Paschal v. State

199 S.E.2d 803 | Ga. | 1973

230 Ga. 859 (1973)
199 S.E.2d 803

PASCHAL
v.
THE STATE. JACKSON
v.
THE STATE.

27846, 27847.

Supreme Court of Georgia.

Argued April 9, 1973.
Decided September 5, 1973.

Frank K. Martin, for appellants.

Claude N. Morris, District Attorney, Dorthy T. Beasley, Assistant Attorney General, for appellee.

GUNTER, Justice.

These two appeals result from convictions in the trial court for armed robbery and criminal trespass to property in the second degree. The appellants were tried together in one trial, each of them was convicted for having committed the two crimes charged, and both have appealed directly from the judgments of conviction.

1. The first enumerated error complains of a portion of the court's charge to the jury. The court charged as follows: "If you believe from all the evidence in the case that the defendants are guilty of the offense of armed robbery beyond a reasonable doubt, then it would be your duty to convict them,... If you believe from all the evidence in the case that the defendants are guilty of the offense of criminal damage to property in the second degree beyond a reasonable doubt then it would be your duty to convict them, ..."

The appellants complain of the words "duty to convict" in this portion of the charge.

This contention is without merit. If a unanimous jury, after having considered all of the evidence in the case, believes beyond a reasonable doubt that the accused parties are guilty of having committed the crimes charged, then the members of the jury do, pursuant to the law and the oaths taken as jurors, have a "duty" to return verdicts of guilty. The use of the words "duty to convict" in the context of the charge quoted above is not unfair, oppressive, or detrimental in any way to the accused.

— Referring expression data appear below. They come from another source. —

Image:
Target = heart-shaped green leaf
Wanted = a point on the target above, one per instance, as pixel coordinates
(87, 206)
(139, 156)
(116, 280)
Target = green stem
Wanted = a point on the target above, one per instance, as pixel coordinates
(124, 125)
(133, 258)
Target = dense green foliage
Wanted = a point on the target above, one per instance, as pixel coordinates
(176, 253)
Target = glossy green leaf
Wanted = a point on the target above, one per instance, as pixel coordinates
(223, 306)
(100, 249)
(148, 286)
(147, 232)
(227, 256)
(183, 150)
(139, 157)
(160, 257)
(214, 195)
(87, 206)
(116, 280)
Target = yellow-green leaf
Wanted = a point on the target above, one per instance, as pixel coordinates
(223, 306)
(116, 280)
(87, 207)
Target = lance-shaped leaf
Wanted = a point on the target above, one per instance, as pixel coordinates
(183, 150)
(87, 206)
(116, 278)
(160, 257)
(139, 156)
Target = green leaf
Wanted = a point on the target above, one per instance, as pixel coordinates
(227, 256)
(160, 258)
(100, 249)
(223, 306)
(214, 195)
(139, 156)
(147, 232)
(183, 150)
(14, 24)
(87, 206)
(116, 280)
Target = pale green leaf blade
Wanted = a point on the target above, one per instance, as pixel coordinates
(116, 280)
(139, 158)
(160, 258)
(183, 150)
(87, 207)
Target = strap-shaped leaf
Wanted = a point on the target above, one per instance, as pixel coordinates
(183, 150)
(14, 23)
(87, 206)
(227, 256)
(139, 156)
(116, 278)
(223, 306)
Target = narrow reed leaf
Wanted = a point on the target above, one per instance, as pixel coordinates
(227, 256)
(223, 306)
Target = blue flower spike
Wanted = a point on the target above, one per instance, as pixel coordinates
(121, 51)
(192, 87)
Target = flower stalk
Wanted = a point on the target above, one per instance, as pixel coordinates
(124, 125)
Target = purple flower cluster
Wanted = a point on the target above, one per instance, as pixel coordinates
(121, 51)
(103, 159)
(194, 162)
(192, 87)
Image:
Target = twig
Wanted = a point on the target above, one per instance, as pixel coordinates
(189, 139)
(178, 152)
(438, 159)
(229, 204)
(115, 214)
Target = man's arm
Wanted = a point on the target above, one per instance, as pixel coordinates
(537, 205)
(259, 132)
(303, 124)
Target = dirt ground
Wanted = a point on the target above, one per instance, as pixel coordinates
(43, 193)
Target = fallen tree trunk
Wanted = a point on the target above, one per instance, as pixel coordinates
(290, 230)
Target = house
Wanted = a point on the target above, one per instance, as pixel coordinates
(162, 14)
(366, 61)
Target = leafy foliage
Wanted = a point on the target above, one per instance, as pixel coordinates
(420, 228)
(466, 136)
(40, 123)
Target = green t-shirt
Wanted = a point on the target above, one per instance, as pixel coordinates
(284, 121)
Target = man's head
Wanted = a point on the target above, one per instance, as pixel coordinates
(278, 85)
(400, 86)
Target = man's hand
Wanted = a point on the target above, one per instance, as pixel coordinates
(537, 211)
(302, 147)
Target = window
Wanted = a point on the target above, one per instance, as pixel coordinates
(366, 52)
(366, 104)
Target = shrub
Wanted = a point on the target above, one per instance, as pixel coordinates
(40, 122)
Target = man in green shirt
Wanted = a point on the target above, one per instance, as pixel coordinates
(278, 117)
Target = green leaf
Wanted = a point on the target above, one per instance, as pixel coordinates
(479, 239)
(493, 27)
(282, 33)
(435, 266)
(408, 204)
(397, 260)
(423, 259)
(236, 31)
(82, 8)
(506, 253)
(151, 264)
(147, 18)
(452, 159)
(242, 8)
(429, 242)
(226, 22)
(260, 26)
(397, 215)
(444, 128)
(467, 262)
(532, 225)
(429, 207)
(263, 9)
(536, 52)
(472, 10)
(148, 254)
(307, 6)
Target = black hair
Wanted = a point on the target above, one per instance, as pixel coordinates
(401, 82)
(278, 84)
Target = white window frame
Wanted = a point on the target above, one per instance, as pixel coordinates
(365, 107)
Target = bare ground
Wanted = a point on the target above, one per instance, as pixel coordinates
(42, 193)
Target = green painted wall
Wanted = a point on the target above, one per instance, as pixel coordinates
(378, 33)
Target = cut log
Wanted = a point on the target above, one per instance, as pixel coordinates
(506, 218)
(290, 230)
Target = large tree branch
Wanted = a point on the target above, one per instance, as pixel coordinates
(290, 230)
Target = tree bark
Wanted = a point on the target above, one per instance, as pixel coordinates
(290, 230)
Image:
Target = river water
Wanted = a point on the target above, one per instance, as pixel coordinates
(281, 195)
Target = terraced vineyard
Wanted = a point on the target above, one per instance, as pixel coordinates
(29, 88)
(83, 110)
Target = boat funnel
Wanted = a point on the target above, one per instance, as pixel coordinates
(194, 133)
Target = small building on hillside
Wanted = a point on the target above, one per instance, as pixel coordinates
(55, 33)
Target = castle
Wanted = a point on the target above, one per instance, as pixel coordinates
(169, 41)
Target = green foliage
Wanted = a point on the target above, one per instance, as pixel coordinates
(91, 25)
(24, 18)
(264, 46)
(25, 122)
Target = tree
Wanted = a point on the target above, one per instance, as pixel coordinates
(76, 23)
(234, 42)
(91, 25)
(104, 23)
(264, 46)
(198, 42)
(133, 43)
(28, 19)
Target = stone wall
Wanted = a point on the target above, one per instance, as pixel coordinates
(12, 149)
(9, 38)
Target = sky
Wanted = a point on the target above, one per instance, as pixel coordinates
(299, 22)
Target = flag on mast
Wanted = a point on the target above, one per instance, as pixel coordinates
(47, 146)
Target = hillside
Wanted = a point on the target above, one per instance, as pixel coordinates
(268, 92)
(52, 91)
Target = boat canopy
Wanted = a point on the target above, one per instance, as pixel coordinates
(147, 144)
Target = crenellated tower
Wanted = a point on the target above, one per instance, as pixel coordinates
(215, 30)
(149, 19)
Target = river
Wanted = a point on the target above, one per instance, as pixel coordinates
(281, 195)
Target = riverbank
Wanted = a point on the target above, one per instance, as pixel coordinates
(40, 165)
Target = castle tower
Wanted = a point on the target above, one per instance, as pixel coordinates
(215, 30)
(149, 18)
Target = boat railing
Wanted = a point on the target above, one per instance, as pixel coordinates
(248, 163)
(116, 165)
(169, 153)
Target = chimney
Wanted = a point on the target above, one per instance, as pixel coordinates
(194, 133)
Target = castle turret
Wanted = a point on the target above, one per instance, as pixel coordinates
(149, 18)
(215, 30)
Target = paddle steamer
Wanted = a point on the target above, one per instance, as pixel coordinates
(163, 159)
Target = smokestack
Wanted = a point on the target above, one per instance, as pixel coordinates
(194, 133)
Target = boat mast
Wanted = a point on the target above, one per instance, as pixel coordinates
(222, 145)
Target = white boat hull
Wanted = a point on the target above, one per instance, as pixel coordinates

2. The second enumerated error complains of the court's charge on the subject of alibi. A portion of the court's charge was as follows: "You are at last the sole and exclusive judges of what witness or witnesses you will *860 believe or disbelieve, and what testimony you will credit or discredit, and whether a particular witness has been satisfactorily impeached or not. I charge you that alibi involves the impossibility of the accused's presence at the scene of the offense at the time of its commission. Any evidence whatsoever of alibi is to be considered on the general case with the rest of the testimony, and if a reasonable doubt of guilt be raised by the evidence as a whole the doubt must be resolved in favor of innocence. Now, ladies and gentlemen, with these principles in mind and always remembering that the burden is on the State to prove the guilt of the defendants beyond a reasonable doubt, I will now instruct you regarding the specific charges against the defendants, ..."

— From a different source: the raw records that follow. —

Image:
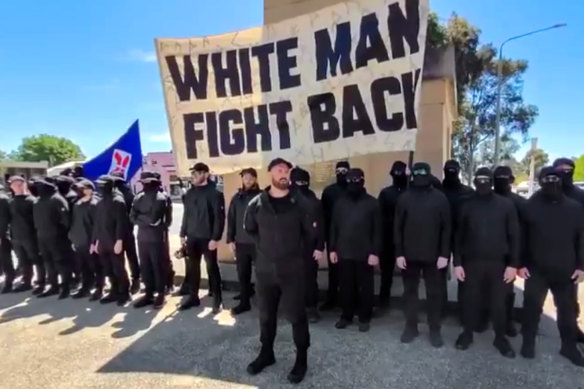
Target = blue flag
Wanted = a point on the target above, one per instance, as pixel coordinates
(123, 157)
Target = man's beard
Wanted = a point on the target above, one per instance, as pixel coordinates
(281, 184)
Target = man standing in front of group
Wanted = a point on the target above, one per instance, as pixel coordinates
(555, 235)
(486, 259)
(201, 230)
(330, 196)
(280, 222)
(387, 203)
(355, 246)
(239, 241)
(422, 247)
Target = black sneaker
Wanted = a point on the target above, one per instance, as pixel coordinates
(240, 308)
(573, 355)
(342, 324)
(504, 347)
(265, 359)
(436, 339)
(409, 334)
(464, 341)
(298, 372)
(143, 301)
(191, 302)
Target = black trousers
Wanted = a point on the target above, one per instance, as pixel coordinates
(28, 259)
(197, 248)
(288, 293)
(484, 283)
(387, 267)
(563, 292)
(57, 262)
(411, 277)
(153, 266)
(114, 268)
(91, 269)
(6, 260)
(357, 289)
(244, 257)
(131, 255)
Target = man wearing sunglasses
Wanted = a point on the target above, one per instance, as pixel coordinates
(555, 233)
(330, 196)
(422, 247)
(486, 259)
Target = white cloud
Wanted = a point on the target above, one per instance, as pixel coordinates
(141, 55)
(163, 137)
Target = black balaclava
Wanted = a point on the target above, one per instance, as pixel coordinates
(355, 183)
(483, 181)
(341, 172)
(300, 178)
(502, 179)
(451, 173)
(566, 174)
(550, 180)
(421, 175)
(399, 175)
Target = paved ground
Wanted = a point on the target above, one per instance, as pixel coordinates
(74, 344)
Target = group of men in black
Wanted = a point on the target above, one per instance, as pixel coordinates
(417, 224)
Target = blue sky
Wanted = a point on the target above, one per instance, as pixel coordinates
(85, 70)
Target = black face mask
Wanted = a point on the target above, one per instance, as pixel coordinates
(502, 185)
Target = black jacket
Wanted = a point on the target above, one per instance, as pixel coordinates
(330, 196)
(51, 214)
(488, 230)
(279, 238)
(555, 234)
(149, 212)
(204, 213)
(81, 231)
(111, 221)
(235, 231)
(387, 203)
(22, 219)
(422, 227)
(356, 230)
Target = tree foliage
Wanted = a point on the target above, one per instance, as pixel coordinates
(55, 150)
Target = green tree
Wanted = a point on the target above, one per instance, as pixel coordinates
(55, 150)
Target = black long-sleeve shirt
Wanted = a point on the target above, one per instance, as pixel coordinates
(422, 225)
(488, 230)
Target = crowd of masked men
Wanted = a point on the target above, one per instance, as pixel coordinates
(71, 235)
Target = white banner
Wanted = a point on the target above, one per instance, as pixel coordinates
(340, 82)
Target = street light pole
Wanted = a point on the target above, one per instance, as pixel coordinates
(500, 83)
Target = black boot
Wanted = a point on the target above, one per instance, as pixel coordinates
(300, 366)
(265, 359)
(504, 347)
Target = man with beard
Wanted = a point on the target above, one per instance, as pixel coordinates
(355, 246)
(129, 239)
(503, 179)
(6, 263)
(240, 242)
(330, 196)
(81, 234)
(422, 246)
(387, 203)
(201, 230)
(566, 168)
(24, 240)
(52, 221)
(300, 180)
(280, 222)
(555, 235)
(110, 229)
(486, 259)
(148, 213)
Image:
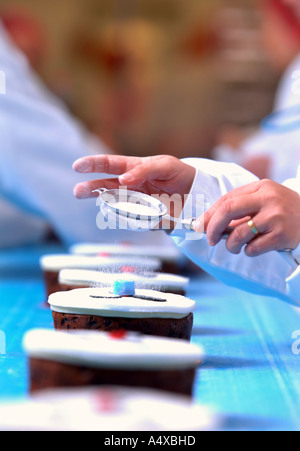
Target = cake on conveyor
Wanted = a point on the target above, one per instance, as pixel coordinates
(106, 409)
(52, 265)
(86, 358)
(70, 279)
(169, 255)
(124, 307)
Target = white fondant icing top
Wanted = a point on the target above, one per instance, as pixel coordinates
(102, 302)
(58, 262)
(165, 253)
(106, 408)
(91, 278)
(102, 350)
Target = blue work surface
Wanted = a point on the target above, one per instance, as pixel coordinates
(250, 375)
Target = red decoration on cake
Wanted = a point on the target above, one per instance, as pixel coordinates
(118, 334)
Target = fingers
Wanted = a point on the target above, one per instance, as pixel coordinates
(232, 209)
(241, 191)
(151, 169)
(243, 235)
(108, 164)
(85, 190)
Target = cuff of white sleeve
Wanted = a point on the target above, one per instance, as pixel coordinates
(296, 254)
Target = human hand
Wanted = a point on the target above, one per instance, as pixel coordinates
(274, 209)
(161, 174)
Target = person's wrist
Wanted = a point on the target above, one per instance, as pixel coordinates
(296, 254)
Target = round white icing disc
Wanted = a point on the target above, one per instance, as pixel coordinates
(103, 302)
(90, 278)
(165, 252)
(107, 409)
(110, 350)
(64, 261)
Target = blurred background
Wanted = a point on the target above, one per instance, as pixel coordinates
(151, 76)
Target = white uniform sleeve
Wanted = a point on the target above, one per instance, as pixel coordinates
(282, 148)
(268, 275)
(40, 141)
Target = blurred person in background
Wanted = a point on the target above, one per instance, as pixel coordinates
(39, 142)
(269, 153)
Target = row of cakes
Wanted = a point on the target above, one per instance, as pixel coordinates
(116, 327)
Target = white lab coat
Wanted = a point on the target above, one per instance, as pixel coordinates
(282, 148)
(40, 140)
(269, 274)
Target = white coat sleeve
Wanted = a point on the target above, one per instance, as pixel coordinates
(40, 141)
(268, 275)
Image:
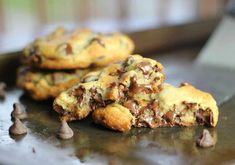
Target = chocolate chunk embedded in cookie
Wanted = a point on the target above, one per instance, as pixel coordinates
(78, 49)
(117, 83)
(41, 84)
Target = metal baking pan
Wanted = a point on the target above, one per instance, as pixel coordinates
(94, 144)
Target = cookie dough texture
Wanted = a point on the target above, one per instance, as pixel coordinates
(187, 106)
(78, 49)
(136, 78)
(41, 84)
(183, 106)
(133, 93)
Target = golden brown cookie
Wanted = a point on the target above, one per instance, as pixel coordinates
(183, 106)
(114, 116)
(41, 84)
(77, 49)
(187, 106)
(136, 78)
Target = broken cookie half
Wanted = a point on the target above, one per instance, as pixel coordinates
(133, 93)
(183, 106)
(136, 78)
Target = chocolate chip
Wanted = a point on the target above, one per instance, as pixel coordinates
(65, 132)
(136, 88)
(57, 78)
(19, 111)
(36, 59)
(156, 68)
(2, 90)
(204, 116)
(33, 150)
(79, 93)
(33, 50)
(145, 67)
(98, 40)
(132, 105)
(17, 128)
(96, 95)
(68, 49)
(122, 91)
(154, 105)
(205, 140)
(169, 116)
(189, 105)
(184, 84)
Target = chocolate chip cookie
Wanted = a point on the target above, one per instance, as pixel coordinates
(42, 84)
(183, 106)
(77, 49)
(136, 78)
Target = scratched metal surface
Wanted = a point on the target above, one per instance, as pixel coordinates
(95, 145)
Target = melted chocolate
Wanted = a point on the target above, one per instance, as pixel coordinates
(145, 67)
(68, 49)
(79, 93)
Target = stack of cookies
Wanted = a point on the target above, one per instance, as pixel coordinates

The appellants contend that this instruction to the jury restricted the range of evidence beyond proper and legal limits because the trial court tied alibi to the rest of the evidence in the case.

We find no fault with this portion of the court's charge. This enumerated error is without merit.

3. The third enumerated error complains that one of the jurors participating in the trial of the case was called as a character witness in behalf of the victim of the alleged crimes.

The transcript shows that the juror was examined and cross examined by counsel for the appellants, and there was no objection to the direct examination of the witness or to the cross examination of the witness by either the appellants or the state.

No objection to the juror's testimony having been made during the trial, complaint about it after conviction comes too late.

Also, on the subject of testimony by jurors, see Jacobs v. State, 1 Ga. App. 519 (57 SE 1063) (1907); Atkins v. State, 7 Ga. App. 201 (66 SE 479) (1909); Williams v. State, 42 Ga. App. 225 (155 SE 511) (1930) and Tumlin *861 v. State, 88 Ga. App. 713 (77 SE2d 555) (1953).

The third enumerated error is without merit.

4. Four other errors are enumerated by the appellants. It will have to be sufficient here to say that we have examined all four of these enumerated errors very carefully. They are all without merit insofar as a reversal of the judgments of conviction is concerned, and we do not consider them to be of sufficient merit to warrant further treatment in this opinion.

Judgment affirmed. All the Justices concur.